Press Releases

City Bar Urges Governor Hochul to Veto Total Ban on Non-Compete Agreements or Require Chapter Amendments for a Partial Ban

The New York City Bar Association has urged Governor Hochul in a letter to veto or require substantial amendments to A1278B/S3100A, which would enact a total ban on non-competition agreements in New York State. According to the letter, “The Bill as passed goes far beyond the goals that [the Governor] set for this legislation…and de-values hundreds of businesses in New York, large and small.”

The Governor has “advocated restrictions on non-compete agreements for workers earning less than the median wage in New York State. This view has widespread support in industry, the public and the bar; but the complete ban found in the Bill has no such support,” the letter says. It describes the ways in which some non-compete agreements benefit business without harming low- and median-wage workers and examines the ways in which other states have designed non-compete bans around this distinction.

For example, “the entry into non-competition covenants by executives and other key employees is often critical to the success of a business,” the letter says. A non-compete agreement can serve to “protect goodwill and to enable the buyer to actually acquire the goodwill of the business, something that many regard as occurring over time,” according to the letter.

Governor Hochul’s original plan, according to the report, is fully consistent with the approach of “eleven states [that] have imposed wage thresholds or related compensation criteria to limit the use of non-competes with low-wage workers.”

The letter urges Governor Hochul to veto the bill as passed pending further study and consideration of statutes enacted in other jurisdictions.
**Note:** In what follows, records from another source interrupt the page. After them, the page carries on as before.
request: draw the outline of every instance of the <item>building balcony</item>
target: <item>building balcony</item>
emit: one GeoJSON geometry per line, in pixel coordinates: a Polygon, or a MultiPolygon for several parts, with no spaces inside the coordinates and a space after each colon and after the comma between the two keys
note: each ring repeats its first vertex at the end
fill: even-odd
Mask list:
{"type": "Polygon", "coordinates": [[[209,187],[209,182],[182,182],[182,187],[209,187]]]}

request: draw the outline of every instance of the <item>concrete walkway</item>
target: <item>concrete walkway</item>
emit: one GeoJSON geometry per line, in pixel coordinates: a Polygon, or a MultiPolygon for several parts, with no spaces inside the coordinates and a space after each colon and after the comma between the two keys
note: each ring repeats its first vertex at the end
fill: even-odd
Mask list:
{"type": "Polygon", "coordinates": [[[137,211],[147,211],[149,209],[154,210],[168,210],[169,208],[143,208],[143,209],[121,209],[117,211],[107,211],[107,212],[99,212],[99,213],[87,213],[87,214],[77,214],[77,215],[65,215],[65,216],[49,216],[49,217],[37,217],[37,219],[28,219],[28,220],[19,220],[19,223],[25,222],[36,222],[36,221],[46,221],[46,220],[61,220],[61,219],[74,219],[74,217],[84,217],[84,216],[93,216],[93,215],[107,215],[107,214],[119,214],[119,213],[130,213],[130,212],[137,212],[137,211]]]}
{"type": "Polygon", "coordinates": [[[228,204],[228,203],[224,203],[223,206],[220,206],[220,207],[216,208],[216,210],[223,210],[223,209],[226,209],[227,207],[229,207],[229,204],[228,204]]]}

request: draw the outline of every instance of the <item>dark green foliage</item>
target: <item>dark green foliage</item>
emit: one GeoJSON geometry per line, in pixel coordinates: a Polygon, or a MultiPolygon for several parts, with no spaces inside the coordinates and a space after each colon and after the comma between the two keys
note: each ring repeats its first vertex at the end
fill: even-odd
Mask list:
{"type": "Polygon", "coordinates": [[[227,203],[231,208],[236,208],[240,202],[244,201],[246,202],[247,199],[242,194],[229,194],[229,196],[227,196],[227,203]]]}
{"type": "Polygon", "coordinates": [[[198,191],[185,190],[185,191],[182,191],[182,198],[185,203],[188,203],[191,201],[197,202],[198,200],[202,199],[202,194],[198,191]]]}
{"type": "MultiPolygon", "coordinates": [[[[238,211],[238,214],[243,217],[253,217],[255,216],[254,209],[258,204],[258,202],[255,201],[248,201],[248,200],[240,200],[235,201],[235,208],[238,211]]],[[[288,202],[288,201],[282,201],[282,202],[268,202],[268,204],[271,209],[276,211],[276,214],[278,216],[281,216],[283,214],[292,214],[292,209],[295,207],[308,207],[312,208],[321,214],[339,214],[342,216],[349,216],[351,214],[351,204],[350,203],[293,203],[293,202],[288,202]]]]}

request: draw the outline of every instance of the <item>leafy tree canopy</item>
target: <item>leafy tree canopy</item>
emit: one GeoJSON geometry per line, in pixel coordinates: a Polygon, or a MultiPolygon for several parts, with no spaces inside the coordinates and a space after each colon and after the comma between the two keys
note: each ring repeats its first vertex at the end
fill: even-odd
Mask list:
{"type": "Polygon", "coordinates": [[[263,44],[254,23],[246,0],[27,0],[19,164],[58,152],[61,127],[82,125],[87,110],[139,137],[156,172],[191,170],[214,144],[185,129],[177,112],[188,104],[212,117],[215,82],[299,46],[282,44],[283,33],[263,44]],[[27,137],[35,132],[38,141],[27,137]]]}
As an alternative the letter suggests that the Governor require the following chapter amendments:

  • Restrict the noncompete ban to low-wage workers 
  • Clearly carve out sale of business transactions 
  • Clearly carve out high wage earners, key employees, executives and those governed by the employee choice doctrine
  • Clarify the carve-out for customer nonsolicitation agreements, and better define the carve-out to make it consistent with law and the protection of goodwill 
  • Clarify the definition of “covered individual” as used in the bill

The City Bar writes: “We support the Bill’s central purpose of protecting low wage workers — but there is no reason why the Bill should also include provisions that radically undercut a key aspect of the economy and the value of businesses built through years of effort.”